Neuraminidase activity is targeted by numerous pharmaceutical countermeasures including the widely prescribed oseltamivir which inhibits its enzymatic activity [37]. Currently, Neuraminidase inhibiting pharmaceuticals are stockpiled for the event of an influenza pandemic.
Signore et al. [8] showed that am4N1 NAs isolated from Canadian chickens harbored an amino acid substitution at NA:H275Y, a known marker for resistance to oseltamivir and showed that the isolate with NA:H275Y had decreased susceptibility to oseltamivir.This clade has not shown onward transmission in the samples analyzed here but continued surveillance for NA:H275Y is needed. Most am4N1 NAs do not carry this amino acid substitution and human isolates tested to date are inhibited well by NAI pharmaceuticals [38].Another critical aspect of pandemic preparedness is fully understanding the genetic makeup and evolutionary history of pathogen threats. Here we provide a description of the phylogenetics and evolution of am4N1 NAs which have contributed to the ongoing epizootic in wild birds, infected numerous mammals, and caused two human fatalities to date.In addition, we use bioinformatic analysis to predict the structure of diverse NAs and determine how sequence identity changes may have functional implications for am4N1 NAs. Am4N1-like NAs are highly divergent from those previously associated with HPAI A(H5N1) viruses from clade 2.3.4.4b and are phylogenetically distant from NA genes that humans may have immunity to via vaccination and prior infection.Detailed studies describing the human antibody recognition of viruses with the am4N1 protein following seasonal influenza vaccination or infection are needed to fully understand the public health risk posed by D1.1 viruses and its derivate genotypes sharing this NA lineage.

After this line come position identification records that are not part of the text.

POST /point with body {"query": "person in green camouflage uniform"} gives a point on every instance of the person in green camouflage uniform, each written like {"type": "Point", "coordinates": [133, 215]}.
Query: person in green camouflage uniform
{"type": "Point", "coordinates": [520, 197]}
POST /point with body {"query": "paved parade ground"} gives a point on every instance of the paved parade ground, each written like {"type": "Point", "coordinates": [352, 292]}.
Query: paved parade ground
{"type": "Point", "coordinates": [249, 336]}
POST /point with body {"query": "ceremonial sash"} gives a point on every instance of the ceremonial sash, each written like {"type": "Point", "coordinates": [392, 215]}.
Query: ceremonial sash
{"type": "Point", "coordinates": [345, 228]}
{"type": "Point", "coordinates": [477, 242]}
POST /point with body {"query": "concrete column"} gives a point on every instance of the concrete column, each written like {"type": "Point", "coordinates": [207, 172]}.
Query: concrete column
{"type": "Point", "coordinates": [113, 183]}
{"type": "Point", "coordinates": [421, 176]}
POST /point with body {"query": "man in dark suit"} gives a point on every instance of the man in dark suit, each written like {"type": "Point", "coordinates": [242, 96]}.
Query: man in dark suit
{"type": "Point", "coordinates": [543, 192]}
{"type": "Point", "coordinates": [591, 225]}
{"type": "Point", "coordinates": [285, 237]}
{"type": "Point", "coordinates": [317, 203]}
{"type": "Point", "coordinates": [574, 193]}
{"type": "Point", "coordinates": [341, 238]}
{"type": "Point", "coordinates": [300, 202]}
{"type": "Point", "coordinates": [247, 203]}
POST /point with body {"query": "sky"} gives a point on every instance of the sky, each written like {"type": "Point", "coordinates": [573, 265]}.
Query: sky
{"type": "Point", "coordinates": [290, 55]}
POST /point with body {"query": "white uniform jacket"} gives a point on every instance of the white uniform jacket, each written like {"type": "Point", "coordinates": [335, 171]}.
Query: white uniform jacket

We are now 18 months since the first detection of D1.1, yet there is still much we don't know about its impact, prevalence, or pandemic potential. Surveillance is spotty at best, and the public release of WGS (Whole Gene Sequencing) and antigenic characterization data continues to be limited.
Remarkably, the exact number of human infections with the D1.1 genotype is unknown, since only a subset (of the roughly 6 dozen) North American human cases have been fully characterized.
And genetic sequences - when they are submitted to GISAID - are often devoid of crucial metadata (i.e. collection date, exact location, host-specific information, etc.), limiting their value to the scientific community.While I'm sure there are legitimate logistical challenges involved, it is hard to believe this is the best we can do.